Indian consumer staple companies faced a challenging year in 2024, navigating a landscape of uneven demand. While rural demand showed some signs of recovery, urban demand weakened, subduing overall consumption trends. Limited price hikes further weighed on revenue growth.

“Our universe reported a <5% volume growth,” said analysts at Jefferies India in a report dated 6 January. Sure, 2024 brought relief on input cost inflation but note that a few key inputs have been seeing pressure in recent months. Overall, FY25 estimated earnings per share (EPS) growth is estimated at about 3%, the lowest in almost a decade, pointed out Jefferies.

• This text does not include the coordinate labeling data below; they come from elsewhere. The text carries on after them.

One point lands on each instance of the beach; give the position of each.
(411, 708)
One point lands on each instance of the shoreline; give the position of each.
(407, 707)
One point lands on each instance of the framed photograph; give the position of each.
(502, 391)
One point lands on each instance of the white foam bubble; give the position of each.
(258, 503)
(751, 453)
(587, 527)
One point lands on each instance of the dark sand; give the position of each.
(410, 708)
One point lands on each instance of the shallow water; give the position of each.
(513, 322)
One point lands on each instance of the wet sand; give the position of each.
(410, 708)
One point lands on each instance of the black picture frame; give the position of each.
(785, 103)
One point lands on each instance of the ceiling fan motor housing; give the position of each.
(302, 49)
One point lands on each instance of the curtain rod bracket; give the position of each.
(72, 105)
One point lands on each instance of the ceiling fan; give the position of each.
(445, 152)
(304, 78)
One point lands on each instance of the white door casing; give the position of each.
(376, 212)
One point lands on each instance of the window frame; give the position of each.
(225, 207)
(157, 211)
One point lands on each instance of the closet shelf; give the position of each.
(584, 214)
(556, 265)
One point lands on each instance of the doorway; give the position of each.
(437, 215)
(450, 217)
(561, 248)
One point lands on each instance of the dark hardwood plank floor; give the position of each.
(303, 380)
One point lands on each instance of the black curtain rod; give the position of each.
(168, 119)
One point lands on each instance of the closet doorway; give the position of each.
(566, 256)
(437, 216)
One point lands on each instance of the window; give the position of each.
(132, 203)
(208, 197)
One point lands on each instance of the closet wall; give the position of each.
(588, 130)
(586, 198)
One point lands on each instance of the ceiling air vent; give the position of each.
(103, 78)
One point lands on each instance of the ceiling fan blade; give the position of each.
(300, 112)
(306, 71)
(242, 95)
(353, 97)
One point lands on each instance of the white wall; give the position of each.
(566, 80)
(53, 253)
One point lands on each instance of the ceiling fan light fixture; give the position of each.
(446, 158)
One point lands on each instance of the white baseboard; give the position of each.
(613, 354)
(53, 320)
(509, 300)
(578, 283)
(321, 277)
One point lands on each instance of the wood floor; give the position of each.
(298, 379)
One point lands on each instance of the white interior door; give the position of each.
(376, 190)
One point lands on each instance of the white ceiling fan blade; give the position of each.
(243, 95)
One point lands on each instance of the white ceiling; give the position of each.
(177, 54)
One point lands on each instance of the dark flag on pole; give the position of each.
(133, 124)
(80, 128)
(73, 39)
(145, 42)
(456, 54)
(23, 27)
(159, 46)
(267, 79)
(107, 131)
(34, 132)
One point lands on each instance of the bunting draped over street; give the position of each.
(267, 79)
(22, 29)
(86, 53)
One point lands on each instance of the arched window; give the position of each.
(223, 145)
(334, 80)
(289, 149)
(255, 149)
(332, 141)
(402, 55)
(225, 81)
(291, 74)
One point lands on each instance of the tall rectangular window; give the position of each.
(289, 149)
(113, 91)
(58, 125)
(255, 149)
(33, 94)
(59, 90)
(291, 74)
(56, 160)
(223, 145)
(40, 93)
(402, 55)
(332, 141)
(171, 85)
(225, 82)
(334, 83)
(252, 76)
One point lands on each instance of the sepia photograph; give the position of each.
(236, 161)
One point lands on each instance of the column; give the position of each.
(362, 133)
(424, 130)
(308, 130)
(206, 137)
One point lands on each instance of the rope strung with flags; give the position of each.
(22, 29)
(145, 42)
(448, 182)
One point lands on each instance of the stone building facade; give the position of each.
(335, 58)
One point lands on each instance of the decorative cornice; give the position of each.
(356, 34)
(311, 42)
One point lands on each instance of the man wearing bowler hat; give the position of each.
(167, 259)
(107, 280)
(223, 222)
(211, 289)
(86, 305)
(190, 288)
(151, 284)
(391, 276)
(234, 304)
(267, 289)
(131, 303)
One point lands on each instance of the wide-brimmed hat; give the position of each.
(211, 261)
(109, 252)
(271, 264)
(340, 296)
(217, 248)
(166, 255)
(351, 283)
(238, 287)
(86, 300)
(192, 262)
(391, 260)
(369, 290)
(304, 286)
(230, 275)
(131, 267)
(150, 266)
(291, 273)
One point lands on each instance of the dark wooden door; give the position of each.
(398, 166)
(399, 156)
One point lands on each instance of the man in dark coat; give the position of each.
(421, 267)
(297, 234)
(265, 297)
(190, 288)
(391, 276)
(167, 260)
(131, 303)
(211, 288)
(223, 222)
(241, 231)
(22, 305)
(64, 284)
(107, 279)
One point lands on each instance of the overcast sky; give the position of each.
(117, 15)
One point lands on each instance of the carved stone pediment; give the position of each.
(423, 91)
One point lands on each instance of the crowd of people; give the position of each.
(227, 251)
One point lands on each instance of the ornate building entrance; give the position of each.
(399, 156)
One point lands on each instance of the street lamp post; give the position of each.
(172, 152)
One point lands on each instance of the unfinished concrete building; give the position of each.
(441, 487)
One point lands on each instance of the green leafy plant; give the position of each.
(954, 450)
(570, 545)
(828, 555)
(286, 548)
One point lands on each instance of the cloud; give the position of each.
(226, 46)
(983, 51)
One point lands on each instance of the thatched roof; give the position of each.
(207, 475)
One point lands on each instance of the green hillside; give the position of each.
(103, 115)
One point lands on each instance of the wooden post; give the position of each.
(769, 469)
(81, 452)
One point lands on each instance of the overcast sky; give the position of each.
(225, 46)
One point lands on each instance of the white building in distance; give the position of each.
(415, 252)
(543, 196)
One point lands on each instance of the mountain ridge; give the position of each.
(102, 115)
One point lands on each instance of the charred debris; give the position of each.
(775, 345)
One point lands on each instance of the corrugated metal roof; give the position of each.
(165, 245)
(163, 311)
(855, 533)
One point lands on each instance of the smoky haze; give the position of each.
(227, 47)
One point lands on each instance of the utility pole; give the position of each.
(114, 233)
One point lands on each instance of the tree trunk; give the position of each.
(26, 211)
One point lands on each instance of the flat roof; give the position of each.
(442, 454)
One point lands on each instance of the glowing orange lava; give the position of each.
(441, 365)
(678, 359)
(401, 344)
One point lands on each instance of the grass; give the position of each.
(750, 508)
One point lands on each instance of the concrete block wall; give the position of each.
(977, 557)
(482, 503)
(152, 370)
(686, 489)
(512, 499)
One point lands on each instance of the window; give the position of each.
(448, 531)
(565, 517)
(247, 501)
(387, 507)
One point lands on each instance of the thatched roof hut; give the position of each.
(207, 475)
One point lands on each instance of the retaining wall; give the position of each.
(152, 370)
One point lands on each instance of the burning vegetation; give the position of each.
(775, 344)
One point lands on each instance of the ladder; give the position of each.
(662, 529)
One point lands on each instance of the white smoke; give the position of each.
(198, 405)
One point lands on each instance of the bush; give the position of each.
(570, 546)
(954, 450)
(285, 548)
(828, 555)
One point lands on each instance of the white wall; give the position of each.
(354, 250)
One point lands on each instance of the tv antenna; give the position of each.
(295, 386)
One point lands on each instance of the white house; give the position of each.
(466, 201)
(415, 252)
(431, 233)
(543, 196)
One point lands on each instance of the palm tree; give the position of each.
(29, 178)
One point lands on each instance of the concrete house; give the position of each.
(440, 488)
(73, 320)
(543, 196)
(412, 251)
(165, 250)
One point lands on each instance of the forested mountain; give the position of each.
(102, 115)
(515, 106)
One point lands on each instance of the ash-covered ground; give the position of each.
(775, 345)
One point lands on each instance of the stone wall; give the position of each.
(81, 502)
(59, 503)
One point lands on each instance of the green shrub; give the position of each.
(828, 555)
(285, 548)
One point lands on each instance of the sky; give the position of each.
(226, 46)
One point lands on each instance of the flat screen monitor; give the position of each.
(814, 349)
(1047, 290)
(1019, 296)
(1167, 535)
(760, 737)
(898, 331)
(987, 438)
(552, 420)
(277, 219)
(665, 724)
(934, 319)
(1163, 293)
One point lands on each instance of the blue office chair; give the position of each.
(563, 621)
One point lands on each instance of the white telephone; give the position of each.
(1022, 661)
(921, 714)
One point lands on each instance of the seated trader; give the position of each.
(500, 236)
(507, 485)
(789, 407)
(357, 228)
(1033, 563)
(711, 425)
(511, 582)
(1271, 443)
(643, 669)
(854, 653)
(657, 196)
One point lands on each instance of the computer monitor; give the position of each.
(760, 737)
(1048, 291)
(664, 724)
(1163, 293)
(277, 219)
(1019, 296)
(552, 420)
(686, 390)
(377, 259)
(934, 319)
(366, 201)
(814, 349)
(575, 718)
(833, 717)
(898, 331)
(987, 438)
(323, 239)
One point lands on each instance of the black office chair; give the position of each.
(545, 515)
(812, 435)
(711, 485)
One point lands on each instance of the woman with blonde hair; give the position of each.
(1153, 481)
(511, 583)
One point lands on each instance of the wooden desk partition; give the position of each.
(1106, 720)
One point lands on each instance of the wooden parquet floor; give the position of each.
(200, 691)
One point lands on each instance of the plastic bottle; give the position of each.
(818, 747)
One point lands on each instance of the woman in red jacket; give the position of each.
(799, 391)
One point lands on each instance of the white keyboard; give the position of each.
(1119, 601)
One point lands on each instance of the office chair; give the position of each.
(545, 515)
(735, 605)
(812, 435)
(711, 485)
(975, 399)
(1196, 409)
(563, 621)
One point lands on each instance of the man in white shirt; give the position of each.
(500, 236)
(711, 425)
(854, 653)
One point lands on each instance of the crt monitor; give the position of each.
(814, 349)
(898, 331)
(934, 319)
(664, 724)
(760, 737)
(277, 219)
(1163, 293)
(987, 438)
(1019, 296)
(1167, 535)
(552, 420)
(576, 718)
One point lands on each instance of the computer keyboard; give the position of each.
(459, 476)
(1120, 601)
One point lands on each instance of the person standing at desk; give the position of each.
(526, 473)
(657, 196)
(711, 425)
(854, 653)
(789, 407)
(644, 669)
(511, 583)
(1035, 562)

Read this | FMCG Q3 preview: Rural consumption holds up, but urban slump may weigh on consumer goods companies

As 2025 unfolds, immediate relief seems unlikely. Companies are set to announce their December quarter (Q3FY25) results, which are expected to reflect price hikes, partially offset by subdued volume growth driven by weak urban demand.

“While the return of price hike was a much-awaited welcome step, categories with sharp double-digit price hikes (such as soaps, tea, coffee, edible oils, some hair oils etc) likely witnessed downgrading and even decline in volumes,” said a report by Nomura Global Markets Research.

Against this backdrop, pre-quarter updates offer little excitement. In December, Godrej Consumer Products Ltd (GCPL) had cautioned about weaker margins and volumes for Q3FY25. In its business update, the company indicated that its India business is expected to report a largely flat volume growth for the quarter. For context, GCPL had reported a domestic volume growth of 7-8% during H1FY25.

Read this | Godrej Consumer’s profit warning intensifies gloom in FMCG sector

Dabur India Ltd expects consolidated Q3 revenue growth to be in low-single-digit. In the India business, Dabur expects HPC (home & personal care) to grow in mid-to-high single digits, while health care is expected to be flattish owing to a delayed onset of winter. Marico Ltd’s Q3 update was slightly encouraging. It said consolidated business delivered mid-teen year-on-year revenue growth.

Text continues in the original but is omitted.